State Minister for Animal Industry Bright Rwamirama has revealed that his ministry plans to propose amendments to the National Dairy Development Act, to introduce tougher sanctions against those undermining the quality of Uganda’s milk.
While addressing dairy farmers at Sembabule District headquarters last week, Rwamirama expressed concern that Uganda was losing external market for its milk due to poor handling habits within the local supply chain, noting that it was time to start enforcing stricter quality controls.
According to figures from the Dairy Development Authority, Uganda has seen a surge in Dairy exports in the last decade, from $5million in 2008 to $130million at the end of 2017. In the same period, the country saw local milk production grow to nearly 3billion liters per annum, of which 300million liters are exported annually making Uganda the leading exporter of milk and milk products in the region.

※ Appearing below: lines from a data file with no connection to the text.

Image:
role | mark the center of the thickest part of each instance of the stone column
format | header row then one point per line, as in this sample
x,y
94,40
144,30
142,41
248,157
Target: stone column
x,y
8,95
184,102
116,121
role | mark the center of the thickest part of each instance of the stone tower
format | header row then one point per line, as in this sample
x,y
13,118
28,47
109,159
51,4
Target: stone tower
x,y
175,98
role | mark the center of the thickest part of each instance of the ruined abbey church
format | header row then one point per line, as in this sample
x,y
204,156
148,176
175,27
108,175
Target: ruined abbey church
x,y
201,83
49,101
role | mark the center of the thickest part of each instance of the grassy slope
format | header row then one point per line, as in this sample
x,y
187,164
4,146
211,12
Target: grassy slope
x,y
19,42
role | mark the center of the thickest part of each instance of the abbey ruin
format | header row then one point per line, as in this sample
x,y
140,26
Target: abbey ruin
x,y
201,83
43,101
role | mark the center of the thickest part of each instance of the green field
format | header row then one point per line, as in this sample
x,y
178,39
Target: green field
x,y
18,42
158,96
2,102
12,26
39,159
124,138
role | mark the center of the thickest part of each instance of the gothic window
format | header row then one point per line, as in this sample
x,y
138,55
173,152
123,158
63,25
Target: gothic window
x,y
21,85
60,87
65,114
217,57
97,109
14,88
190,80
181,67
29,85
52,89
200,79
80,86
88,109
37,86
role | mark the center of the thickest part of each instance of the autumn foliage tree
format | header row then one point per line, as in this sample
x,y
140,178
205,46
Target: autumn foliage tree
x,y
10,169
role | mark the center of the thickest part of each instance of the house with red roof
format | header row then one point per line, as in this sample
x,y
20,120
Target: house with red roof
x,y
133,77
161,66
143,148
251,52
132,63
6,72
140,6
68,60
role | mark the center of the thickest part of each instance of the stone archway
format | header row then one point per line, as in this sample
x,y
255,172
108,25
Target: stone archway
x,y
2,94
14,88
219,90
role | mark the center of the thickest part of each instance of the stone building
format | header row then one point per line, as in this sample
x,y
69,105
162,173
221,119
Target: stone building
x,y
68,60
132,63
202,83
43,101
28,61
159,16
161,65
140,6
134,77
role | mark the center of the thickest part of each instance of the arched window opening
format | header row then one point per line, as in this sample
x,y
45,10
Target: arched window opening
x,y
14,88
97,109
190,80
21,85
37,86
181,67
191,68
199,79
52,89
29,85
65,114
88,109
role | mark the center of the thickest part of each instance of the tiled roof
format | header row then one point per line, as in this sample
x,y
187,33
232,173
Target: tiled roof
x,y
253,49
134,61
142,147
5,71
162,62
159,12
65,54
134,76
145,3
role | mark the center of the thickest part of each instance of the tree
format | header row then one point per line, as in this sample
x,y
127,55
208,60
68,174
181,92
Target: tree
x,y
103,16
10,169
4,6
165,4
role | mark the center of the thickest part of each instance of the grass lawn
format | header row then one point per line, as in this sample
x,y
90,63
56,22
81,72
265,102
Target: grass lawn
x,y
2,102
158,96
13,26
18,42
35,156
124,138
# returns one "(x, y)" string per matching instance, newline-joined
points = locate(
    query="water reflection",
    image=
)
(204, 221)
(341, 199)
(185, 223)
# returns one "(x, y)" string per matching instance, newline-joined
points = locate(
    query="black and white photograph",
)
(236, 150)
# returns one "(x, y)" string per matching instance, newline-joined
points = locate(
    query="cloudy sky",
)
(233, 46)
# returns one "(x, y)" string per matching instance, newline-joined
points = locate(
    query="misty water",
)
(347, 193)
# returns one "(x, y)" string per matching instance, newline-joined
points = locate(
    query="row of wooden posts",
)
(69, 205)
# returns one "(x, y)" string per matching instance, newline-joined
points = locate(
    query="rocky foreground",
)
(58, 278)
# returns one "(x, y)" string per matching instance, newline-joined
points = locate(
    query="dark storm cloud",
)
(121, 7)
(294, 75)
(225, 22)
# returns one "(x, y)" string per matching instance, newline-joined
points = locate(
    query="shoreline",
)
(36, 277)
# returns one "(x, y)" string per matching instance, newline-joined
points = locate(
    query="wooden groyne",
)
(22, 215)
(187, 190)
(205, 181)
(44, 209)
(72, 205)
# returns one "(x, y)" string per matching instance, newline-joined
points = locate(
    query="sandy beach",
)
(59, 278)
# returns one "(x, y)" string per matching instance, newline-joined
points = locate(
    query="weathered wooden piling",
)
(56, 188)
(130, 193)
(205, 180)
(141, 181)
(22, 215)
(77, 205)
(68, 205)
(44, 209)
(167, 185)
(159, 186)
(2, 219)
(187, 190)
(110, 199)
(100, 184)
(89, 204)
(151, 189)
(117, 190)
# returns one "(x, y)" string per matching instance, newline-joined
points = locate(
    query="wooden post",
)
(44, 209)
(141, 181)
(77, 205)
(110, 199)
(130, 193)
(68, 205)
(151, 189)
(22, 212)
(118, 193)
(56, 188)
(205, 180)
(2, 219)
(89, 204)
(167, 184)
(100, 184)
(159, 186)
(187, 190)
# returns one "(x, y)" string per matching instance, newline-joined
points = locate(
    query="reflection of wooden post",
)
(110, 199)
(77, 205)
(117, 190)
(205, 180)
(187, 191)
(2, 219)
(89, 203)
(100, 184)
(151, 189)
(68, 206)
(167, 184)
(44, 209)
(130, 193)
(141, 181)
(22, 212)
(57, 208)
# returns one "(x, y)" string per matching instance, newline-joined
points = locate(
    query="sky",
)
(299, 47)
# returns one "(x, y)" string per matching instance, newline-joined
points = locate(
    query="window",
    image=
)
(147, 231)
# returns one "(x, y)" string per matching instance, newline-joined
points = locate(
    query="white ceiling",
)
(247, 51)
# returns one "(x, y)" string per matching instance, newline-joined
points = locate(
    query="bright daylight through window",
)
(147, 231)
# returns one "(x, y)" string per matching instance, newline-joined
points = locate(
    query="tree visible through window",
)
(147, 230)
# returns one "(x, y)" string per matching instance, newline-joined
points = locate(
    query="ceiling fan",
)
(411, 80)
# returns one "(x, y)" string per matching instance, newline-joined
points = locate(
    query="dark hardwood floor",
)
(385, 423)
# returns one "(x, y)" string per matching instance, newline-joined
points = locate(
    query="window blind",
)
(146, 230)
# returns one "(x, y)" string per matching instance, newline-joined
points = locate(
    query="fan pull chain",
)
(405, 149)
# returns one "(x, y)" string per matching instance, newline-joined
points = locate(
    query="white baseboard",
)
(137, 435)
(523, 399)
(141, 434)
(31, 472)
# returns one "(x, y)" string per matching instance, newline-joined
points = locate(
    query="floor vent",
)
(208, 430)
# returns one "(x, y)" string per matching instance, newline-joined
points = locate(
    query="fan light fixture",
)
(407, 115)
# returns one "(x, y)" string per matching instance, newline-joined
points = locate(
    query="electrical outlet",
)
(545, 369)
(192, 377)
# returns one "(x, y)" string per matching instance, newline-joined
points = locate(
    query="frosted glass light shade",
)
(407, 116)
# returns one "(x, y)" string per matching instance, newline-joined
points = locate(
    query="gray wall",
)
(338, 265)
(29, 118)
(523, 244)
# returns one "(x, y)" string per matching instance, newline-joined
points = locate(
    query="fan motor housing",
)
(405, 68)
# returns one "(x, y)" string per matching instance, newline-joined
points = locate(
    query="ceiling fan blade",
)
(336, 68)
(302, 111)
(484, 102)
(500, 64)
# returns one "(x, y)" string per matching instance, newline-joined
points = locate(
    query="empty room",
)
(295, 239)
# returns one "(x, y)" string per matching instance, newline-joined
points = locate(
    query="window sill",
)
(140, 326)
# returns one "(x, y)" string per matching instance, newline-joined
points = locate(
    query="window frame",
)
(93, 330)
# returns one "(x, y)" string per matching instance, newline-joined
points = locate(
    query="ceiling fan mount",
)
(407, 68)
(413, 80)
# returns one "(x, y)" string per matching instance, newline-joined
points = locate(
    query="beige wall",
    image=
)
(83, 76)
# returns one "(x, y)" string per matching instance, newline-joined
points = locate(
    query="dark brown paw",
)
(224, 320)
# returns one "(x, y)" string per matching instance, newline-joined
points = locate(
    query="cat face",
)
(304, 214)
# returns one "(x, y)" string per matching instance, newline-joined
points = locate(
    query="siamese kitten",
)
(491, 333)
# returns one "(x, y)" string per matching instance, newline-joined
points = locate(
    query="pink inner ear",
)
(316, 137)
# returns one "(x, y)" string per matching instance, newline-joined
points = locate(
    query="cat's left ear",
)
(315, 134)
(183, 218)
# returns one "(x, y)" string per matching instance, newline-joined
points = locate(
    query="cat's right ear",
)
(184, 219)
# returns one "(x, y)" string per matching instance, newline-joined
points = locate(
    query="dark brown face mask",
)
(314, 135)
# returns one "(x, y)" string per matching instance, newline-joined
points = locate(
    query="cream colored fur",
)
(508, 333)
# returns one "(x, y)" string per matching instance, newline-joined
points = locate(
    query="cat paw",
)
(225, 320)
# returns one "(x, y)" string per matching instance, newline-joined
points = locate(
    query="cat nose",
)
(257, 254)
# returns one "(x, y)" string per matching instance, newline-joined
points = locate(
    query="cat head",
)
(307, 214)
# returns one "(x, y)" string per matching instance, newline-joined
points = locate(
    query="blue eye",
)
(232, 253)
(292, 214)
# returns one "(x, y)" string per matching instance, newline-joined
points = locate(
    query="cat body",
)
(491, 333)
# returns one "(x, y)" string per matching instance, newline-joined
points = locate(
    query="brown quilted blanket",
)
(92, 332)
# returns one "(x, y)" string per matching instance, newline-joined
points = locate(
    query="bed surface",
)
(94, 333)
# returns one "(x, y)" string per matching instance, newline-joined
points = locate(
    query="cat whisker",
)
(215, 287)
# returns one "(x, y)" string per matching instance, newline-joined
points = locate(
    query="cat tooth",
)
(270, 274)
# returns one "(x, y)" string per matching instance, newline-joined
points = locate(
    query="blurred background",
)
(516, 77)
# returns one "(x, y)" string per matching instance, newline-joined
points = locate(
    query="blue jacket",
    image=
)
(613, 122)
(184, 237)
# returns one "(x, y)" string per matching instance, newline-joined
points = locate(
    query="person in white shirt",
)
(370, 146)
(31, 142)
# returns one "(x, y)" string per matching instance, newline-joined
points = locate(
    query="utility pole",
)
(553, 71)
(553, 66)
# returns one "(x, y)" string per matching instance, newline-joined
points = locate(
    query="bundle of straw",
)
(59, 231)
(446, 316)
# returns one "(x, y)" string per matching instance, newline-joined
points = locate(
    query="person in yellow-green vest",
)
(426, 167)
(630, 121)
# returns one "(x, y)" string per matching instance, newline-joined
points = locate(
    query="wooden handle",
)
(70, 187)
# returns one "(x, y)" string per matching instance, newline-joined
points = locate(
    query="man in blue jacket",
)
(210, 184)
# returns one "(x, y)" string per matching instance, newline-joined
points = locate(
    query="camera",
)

Now, Rwamirama fears that these gains risk being eroded by unscrupulous actors in the Dairy value-chain. He pointed out in particular that there has been a tendency by milk suppliers, dealers and processors to dilute and contaminate milk with water and other chemicals to increase quantity and lessen perishability.
He warned that such practices were eating away at Uganda’s “legendary” milk purity, affecting its quality, while posing a big health risk to consumers.
“These(unscrupulous) players are taking advantage of the current law which is lenient. But now, we (the ministry) are proposing penalty reforms ranging from three-month to seven years’ imprisonment, which we hope will be deterrent,” he said.
Rwamirama also noted that Uganda needs to increase local milk consumption, arguing that impressive export receipts need to be anchored on an equally strong local consumption.
According to the World Health organization, it is recommended that an ordinary person should averagely consume 200 liters of milk annually, while Uganda’s average mil consumption per capita is 40 liters, the lowest in East Africa.